The DND quote for lowest comparable fare was $261.57 per person on Westjet between Vancouver and Ottawa and $560.70 per passenger on Pacific Coastal Airlines between Vancouver and Tofino, for a total $822.27 per person. 

DND invoiced the Justin Trudeau and wife Sophie Gregoire Trudeau $1,644.53 on Oct. 16, 2021, which was only a fraction of the cost of the flight. 

Inside a Bombardier Challenger jet.

On Oct. 1, 2021, DND estimated the cost of the round trip at $19,869.90, of which $14,198.90 was fuel and $907.36 food and catering. 

The itinerary showed Ottawa departure at 8:09 a.m. on Truth and Reconciliation Day and Tofino arrival at 10:28 a.m. local time. 

The morning after attending a ceremony in Ottawa, PMO staff originally claimed Trudeau was spending the new federal holiday in the national capital. They were forced to admit where he really was, after images from flight tracking websites hit social media, showing a Canadian Forces Challenger CC-144 jet from the national capital had landed in Tofino.

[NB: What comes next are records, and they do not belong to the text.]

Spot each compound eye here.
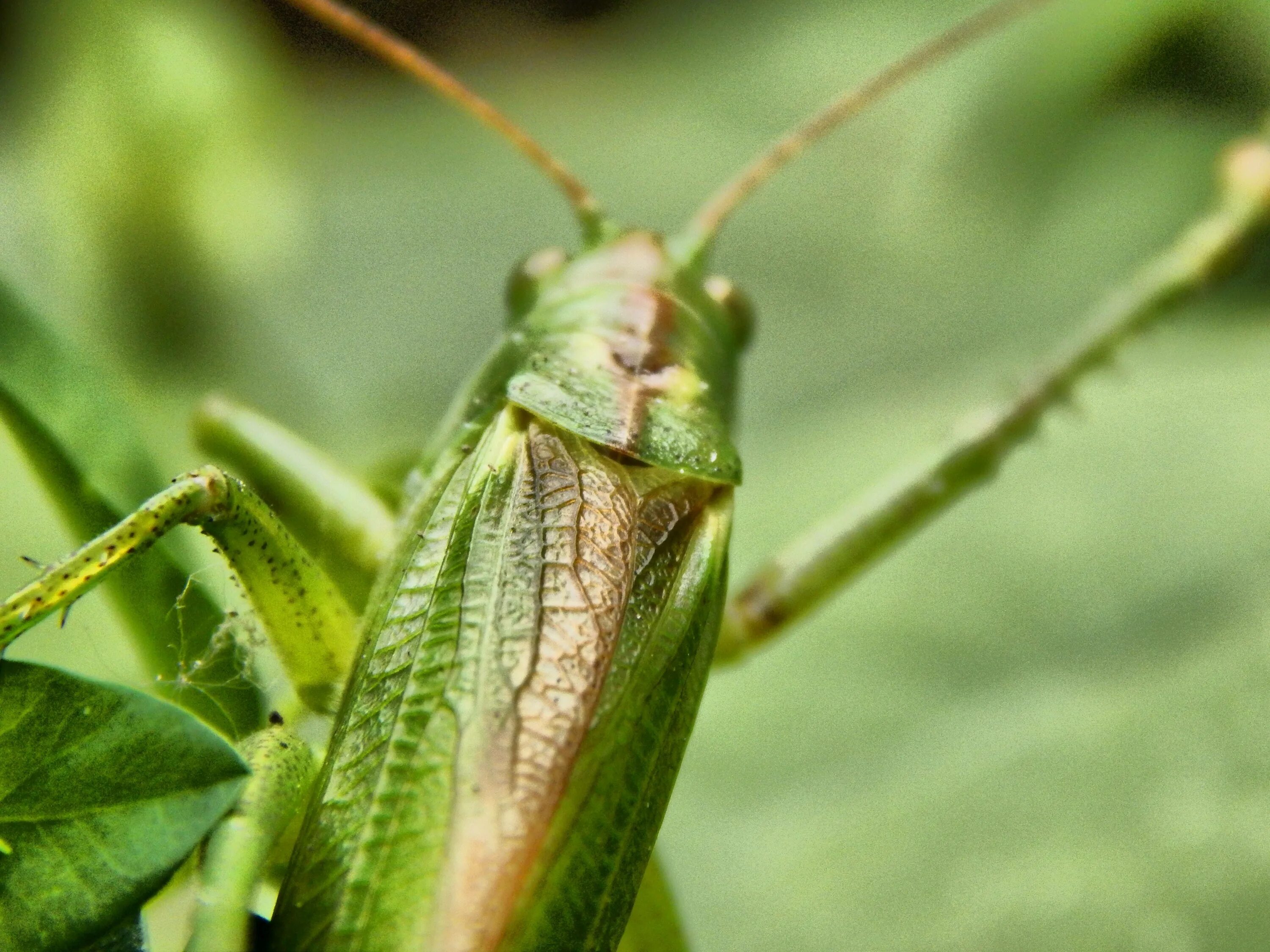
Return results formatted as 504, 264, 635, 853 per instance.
507, 248, 569, 324
705, 274, 754, 348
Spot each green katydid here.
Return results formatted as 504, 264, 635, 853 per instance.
0, 0, 1260, 952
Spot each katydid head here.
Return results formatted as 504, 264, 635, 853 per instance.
505, 230, 754, 352
281, 0, 1048, 484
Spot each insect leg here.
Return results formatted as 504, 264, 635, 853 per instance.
0, 466, 356, 710
715, 140, 1270, 660
185, 724, 316, 952
193, 396, 396, 604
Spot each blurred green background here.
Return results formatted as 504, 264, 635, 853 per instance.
7, 0, 1270, 952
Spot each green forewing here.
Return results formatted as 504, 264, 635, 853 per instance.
274, 407, 730, 952
505, 496, 732, 952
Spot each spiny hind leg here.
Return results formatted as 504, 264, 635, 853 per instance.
0, 466, 354, 711
193, 396, 396, 607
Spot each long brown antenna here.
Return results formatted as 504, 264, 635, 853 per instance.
677, 0, 1049, 260
290, 0, 603, 239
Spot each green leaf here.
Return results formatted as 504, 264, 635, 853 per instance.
0, 661, 246, 952
0, 282, 263, 736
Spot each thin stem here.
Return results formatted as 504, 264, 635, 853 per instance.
290, 0, 603, 241
676, 0, 1049, 260
715, 140, 1270, 660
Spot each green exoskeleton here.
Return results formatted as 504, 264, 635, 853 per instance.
10, 0, 1266, 952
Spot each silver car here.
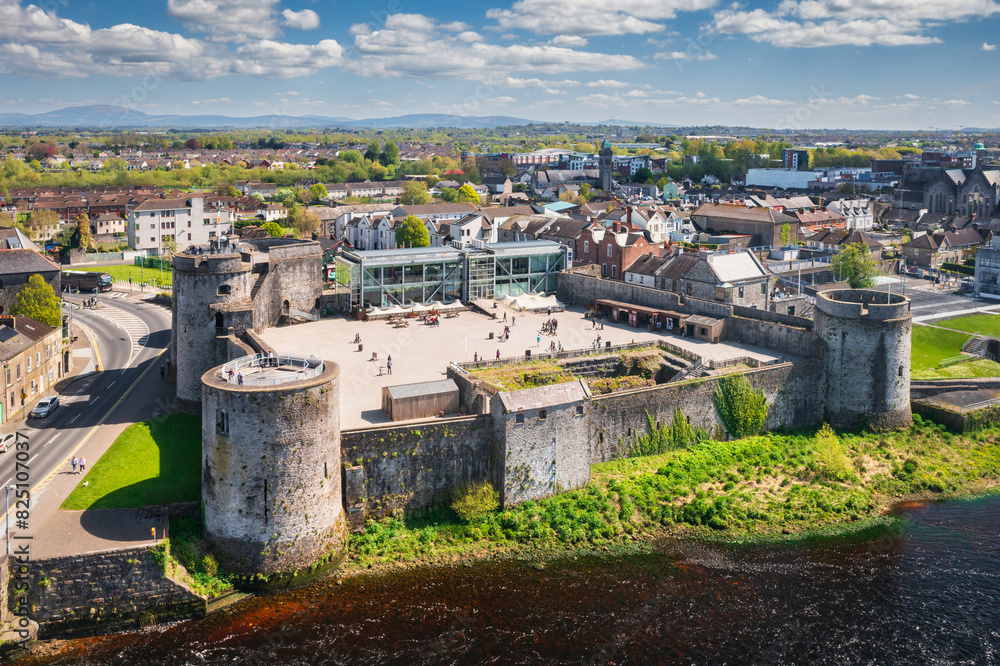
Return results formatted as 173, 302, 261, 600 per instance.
31, 395, 59, 419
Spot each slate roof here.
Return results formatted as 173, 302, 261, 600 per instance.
0, 249, 59, 275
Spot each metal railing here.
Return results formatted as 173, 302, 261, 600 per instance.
219, 354, 323, 386
454, 340, 703, 370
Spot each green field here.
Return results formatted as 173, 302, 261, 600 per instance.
934, 314, 1000, 338
61, 414, 201, 511
79, 265, 174, 286
910, 324, 1000, 379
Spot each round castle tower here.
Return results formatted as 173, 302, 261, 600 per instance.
201, 356, 347, 575
815, 289, 912, 430
170, 253, 253, 403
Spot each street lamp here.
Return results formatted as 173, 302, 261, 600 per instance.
3, 486, 17, 555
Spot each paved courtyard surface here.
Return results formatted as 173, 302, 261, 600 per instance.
261, 305, 794, 428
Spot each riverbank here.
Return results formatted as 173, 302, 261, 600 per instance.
340, 416, 1000, 576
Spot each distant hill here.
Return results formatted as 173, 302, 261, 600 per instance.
0, 105, 534, 129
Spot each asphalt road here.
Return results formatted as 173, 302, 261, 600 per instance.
0, 294, 170, 530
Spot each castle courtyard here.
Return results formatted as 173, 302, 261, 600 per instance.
260, 304, 795, 429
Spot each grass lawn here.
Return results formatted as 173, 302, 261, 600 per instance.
61, 414, 201, 510
79, 266, 174, 286
910, 322, 1000, 379
910, 324, 969, 375
934, 314, 1000, 337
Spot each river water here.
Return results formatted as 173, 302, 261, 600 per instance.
15, 497, 1000, 665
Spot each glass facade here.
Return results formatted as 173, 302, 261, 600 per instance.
337, 241, 567, 307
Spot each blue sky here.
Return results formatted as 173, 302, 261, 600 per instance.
0, 0, 1000, 130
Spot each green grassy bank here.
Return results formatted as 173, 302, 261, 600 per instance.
344, 417, 1000, 571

There were only three passengers on the manifest for the first, fourth and fifth legs of the journey: the Trudeaus and a person whose name was censored. Generally, the Prime Minister travels with an RCMP bodyguard.

The plane did not stay in Tofino. It flew without passengers to Victoria and returned to Tofino Oct. 3. The Trudeaus and the other passenger departed Oct. 4 at 7:24 a.m. and stopped for a half-hour in Vancouver before continuing to Ottawa for a 3:30 p.m. arrival. 

The trip to Tofino was Trudeau’s eighth as Prime Minister. This time, he stayed in a secluded Chesterman Beach estate, rather than a resort hotel. By skipping Truth and Reconciliation Day, Trudeau upset First Nations leaders, including the Tk’emlups te Secwepemc Chief Rosanne Casimir, who invited Trudeau to come in person or send a video greeting if he couldn’t make it. 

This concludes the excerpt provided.